How to resolve a many to many relationship? Bridge Table or Utilize the same fact table?
3 posters
Page 1 of 1
How to resolve a many to many relationship? Bridge Table or Utilize the same fact table?
Hi everyone,
I'm new to dimensional modeling so please bear with me.
The question is how to resolve a many to many relationship between a fact and dimension table.
The business case is that we have an unemployment counselor who will review a case and refer the case (claimant) to one or more services. Services can be additional counseling, school, etc. lets say we have 20 different services.
Design #1: Utilizes a bridge table.
Service Dimension table with columns Service_id (surrogate key), Service Code and Service Description columns
Claimant Case Review Fact table with columns Claimant_Case_Review_id(lets assume I used a surrogate key on the fact table to make things easier), review start date, review end date, referred to services date, completed services date, exempt from services flag.
Service Claimant Case Review Bridge table with foreign keys Service_id and Claimant_Case_Review_id. Lets assume I have load_date and a time dimension.
For example if the case was referred to 3 services then the fact table will have 1 record and the bridge table will have 3 records.
Design #2: Utilize the fact table
Service Dimension table with columns Service_id (surrogate key), Service Code and Service Description columns
Claimant Case Review Fact table with columns Claimant_Case_Review_id(lets assume I used a surrogate key on the fact table to make things easier), Service_id (foreign key), review start date, review end date, referred to services date, completed services date, exempt from services flag.
For example, if the case was referred to 3 services the fact table will create 3 rows (one for each service). The rationale behind this design is that since services and the review are tightly couple and the business is seamless that it will be ok to save the records in the fact table. Also if we selected Design #1 then in order to get the services for a particular case review an expensive join will have to occur between the fact and bridge table (which is like joining two fact tables which is considered taboo).
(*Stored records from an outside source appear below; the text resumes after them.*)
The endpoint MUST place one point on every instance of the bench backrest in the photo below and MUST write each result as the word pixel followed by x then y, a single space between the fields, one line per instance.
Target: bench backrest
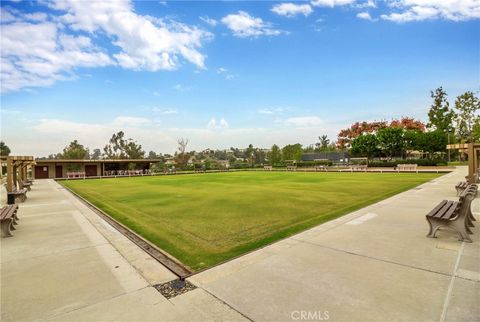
pixel 465 201
pixel 8 211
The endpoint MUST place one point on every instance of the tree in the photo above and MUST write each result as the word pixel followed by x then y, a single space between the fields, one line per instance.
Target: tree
pixel 4 149
pixel 182 157
pixel 432 142
pixel 476 130
pixel 346 136
pixel 408 123
pixel 440 116
pixel 250 154
pixel 366 145
pixel 75 151
pixel 467 106
pixel 292 152
pixel 322 144
pixel 391 141
pixel 152 155
pixel 121 148
pixel 275 155
pixel 96 154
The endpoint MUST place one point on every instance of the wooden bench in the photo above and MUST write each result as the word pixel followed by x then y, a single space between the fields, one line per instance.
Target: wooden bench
pixel 76 174
pixel 321 168
pixel 27 185
pixel 8 218
pixel 358 167
pixel 18 193
pixel 461 186
pixel 454 214
pixel 407 167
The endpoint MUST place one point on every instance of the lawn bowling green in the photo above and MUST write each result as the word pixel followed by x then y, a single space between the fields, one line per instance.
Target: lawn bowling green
pixel 205 219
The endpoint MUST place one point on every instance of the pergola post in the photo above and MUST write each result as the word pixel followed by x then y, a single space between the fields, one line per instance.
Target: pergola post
pixel 472 163
pixel 10 182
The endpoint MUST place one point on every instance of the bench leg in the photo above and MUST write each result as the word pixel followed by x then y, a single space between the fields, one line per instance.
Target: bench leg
pixel 433 227
pixel 5 227
pixel 462 230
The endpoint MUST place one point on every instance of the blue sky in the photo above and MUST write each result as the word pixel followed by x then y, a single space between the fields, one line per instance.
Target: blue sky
pixel 225 73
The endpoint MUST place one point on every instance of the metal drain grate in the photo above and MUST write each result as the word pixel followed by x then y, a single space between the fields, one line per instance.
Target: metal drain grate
pixel 174 288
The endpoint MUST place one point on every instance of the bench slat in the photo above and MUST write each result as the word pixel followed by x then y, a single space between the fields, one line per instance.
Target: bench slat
pixel 437 208
pixel 449 213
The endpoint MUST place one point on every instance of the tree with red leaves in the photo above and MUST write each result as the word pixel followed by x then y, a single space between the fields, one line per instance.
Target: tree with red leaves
pixel 346 136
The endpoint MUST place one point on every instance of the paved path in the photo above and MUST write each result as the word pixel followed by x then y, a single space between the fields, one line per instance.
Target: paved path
pixel 373 264
pixel 66 264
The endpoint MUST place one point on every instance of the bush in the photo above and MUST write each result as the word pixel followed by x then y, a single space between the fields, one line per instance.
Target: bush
pixel 420 162
pixel 240 165
pixel 311 164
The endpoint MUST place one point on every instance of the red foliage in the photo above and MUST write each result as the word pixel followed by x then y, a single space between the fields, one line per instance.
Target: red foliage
pixel 347 135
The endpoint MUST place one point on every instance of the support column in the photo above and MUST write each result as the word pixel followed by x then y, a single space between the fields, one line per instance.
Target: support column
pixel 471 163
pixel 10 178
With Design #2 if the same question was ask, one wouldn't have to do any join. Also with Design #1 the bridge table will be growing faster than your fact table when fact tables are suppose to be the one growing.
I'm not saying I agree with Design #1 or Design #2 it just seem #2 had some strong points. I wanted to go along with #1 because its a clean design and that's what the Data Warehouse toolkit recommends (I believe).
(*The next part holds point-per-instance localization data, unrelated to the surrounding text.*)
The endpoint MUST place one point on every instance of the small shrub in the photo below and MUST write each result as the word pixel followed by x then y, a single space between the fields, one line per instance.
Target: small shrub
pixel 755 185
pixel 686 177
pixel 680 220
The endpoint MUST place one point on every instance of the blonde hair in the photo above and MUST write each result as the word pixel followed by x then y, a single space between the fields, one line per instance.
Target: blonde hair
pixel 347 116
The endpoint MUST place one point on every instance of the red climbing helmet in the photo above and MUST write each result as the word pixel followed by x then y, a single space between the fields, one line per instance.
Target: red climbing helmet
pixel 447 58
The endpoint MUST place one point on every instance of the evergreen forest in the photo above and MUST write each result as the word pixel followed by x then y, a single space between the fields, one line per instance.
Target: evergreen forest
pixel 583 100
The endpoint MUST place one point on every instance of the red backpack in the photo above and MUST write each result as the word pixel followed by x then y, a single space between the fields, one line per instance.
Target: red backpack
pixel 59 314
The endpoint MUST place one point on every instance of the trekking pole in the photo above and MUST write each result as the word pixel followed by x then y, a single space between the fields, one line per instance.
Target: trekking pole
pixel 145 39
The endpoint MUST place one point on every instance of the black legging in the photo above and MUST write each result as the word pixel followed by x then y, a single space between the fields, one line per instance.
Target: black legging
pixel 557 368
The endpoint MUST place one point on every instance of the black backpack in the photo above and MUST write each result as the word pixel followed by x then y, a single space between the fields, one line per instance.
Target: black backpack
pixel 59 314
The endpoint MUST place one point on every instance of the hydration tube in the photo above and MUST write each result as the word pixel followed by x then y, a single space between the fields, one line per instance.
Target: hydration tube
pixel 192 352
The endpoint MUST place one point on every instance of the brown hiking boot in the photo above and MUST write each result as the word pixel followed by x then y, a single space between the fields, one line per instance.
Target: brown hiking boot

Please tell me the pros and and cons to both and in what scenario I should use one over the other.
Thanks!
I'm new to dimensional modeling so please bear with me.
The question is how to resolve a many to many relationship between a fact and dimension table.
The business case is that we have an unemployment counselor who will review a case and refer the case (claimant) to one or more services. Services can be additional counseling, school, etc. lets say we have 20 different services.
Design #1: Utilizes a bridge table.
Service Dimension table with columns Service_id (surrogate key), Service Code and Service Description columns
Claimant Case Review Fact table with columns Claimant_Case_Review_id(lets assume I used a surrogate key on the fact table to make things easier), review start date, review end date, referred to services date, completed services date, exempt from services flag.
Service Claimant Case Review Bridge table with foreign keys Service_id and Claimant_Case_Review_id. Lets assume I have load_date and a time dimension.
For example if the case was referred to 3 services then the fact table will have 1 record and the bridge table will have 3 records.
Design #2: Utilize the fact table
Service Dimension table with columns Service_id (surrogate key), Service Code and Service Description columns
Claimant Case Review Fact table with columns Claimant_Case_Review_id(lets assume I used a surrogate key on the fact table to make things easier), Service_id (foreign key), review start date, review end date, referred to services date, completed services date, exempt from services flag.
For example, if the case was referred to 3 services the fact table will create 3 rows (one for each service). The rationale behind this design is that since services and the review are tightly couple and the business is seamless that it will be ok to save the records in the fact table. Also if we selected Design #1 then in order to get the services for a particular case review an expensive join will have to occur between the fact and bridge table (which is like joining two fact tables which is considered taboo). With Design #2 if the same question was ask, one wouldn't have to do any join. Also with Design #1 the bridge table will be growing faster than your fact table when fact tables are suppose to be the one growing.
I'm not saying I agree with Design #1 or Design #2 it just seem #2 had some strong points. I wanted to go along with #1 because its a clean design and that's what the Data Warehouse toolkit recommends (I believe).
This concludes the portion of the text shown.